City Councils enjoy spending $$ on what's called an "Art's Commission." I remember when (neighboring) Carlsbad began its (then) all new such politico board. (why) Doesn't Oceanside have on? This is a PURE POLITICO ISSUE, perfect for an 'arts commission' purpose. A perfect test to analyze how similar an arts commission can be to (the hierarchy of) a city council (over citizens) --- but on 2 different topics/mindsets.

ised- I was told by a city staffer tha there is an arts commission in Oceanside but that at this time its not that involved with things outside the Oceanside Museum of Art. Someone just brought up to me one of the greatest public art busts of all time...."the bars" aka "The Split Pavilion" in Carlsbad in the 90s. What a trainwreck that was.

I remember being @ THAT city council meeting. That was more a (quoted as) "Jail." [from the viewing/perspective of drivers-by; of walkers-by] The (literally) neighbor eatery was the strongest supporter of the debate. It was much complained in the same as how Trump does: that not a patron was used for such 'work.' THAT issue was assured by Speakers/Citizens to be an element of the city council meeting.

*in response to Ken's 7:45pm) To add in my details FOR KEN: I know to there was a special BUMPER STICKER (red & black on white) of "BREAK THE BARS" handed out. With the red circle + diagonal line over the black vertical bars. This was much distributed from the locals. And passed out at the above City Council meeting I spoke of. IT WAS WANTED by Citizens that the "Split Pavilion" --- the title given by the city only to attract more tourists --- (as citizens said) "BE TORN DOWN." But knew it was very difficult to achieve. !! Imagine what the "jail" would have become, had (today's daily county society behavior of graffiti & homelessness been at the time of the "Split Pavilion" !! The homeless would have made REAL USE of it.
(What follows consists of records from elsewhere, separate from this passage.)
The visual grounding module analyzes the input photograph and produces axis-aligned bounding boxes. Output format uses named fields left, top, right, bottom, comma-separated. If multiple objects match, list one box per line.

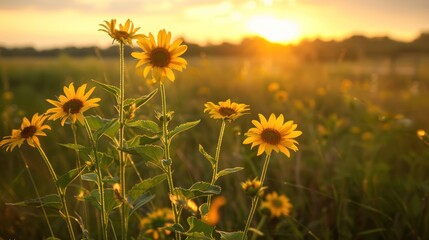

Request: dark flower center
left=271, top=199, right=283, bottom=209
left=115, top=31, right=130, bottom=40
left=63, top=99, right=83, bottom=114
left=21, top=125, right=37, bottom=138
left=219, top=107, right=236, bottom=117
left=261, top=128, right=282, bottom=145
left=150, top=47, right=171, bottom=67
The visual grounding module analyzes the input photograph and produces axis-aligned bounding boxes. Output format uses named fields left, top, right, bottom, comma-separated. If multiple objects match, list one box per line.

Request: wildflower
left=131, top=29, right=188, bottom=82
left=261, top=192, right=292, bottom=217
left=417, top=129, right=426, bottom=139
left=204, top=99, right=250, bottom=122
left=46, top=83, right=100, bottom=126
left=202, top=196, right=226, bottom=226
left=241, top=178, right=265, bottom=197
left=267, top=82, right=280, bottom=92
left=99, top=19, right=146, bottom=46
left=0, top=113, right=51, bottom=151
left=274, top=90, right=289, bottom=102
left=170, top=194, right=198, bottom=213
left=139, top=208, right=174, bottom=239
left=243, top=114, right=302, bottom=157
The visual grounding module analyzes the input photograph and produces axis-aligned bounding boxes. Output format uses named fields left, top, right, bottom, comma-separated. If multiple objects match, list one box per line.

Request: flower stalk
left=242, top=154, right=271, bottom=240
left=207, top=119, right=226, bottom=209
left=84, top=118, right=108, bottom=239
left=35, top=144, right=76, bottom=240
Does anyone, here, remember of a "New York Artist" being used?

*'* -- an eatery of an outside culture -- is in Oceanside along with another coastal location; add the same Inland amount ---- all within the County. WILL they possibly be the NEXT, SIMILAR mess-up? Rather, Our Coast needs more classics like longtime Carlsbad's Harbor Fish Cafe (victim of the 'Bars)

a note to 'hscc' : Carlsbad Resident's ORIGINATING PETITIONER to the 'endless bummer' also known as "monkey bars' was Jim Watson. ---- To begin the debate.

(reply to) To John Lamb, way above: I hate how those who move hear from elsewhere complain about our weather. As in when the sun doesn't shine, etc. About the lack of rain, nearly all are in fault for that -- like anyone who drives a motor vehicle etc.
Eathquakes are just a bit of rocking and rolling: It's so interesting how some get so scared by such. California has not "broken apart from the rest of the country" --- as it was rumored decades ago. "To go into the ocean."

I guess John knows Califonia's gonna become an Island, afterall. I wonder what the state economy will turn into, at such condition. Relations with the mainlands. California's military access will change.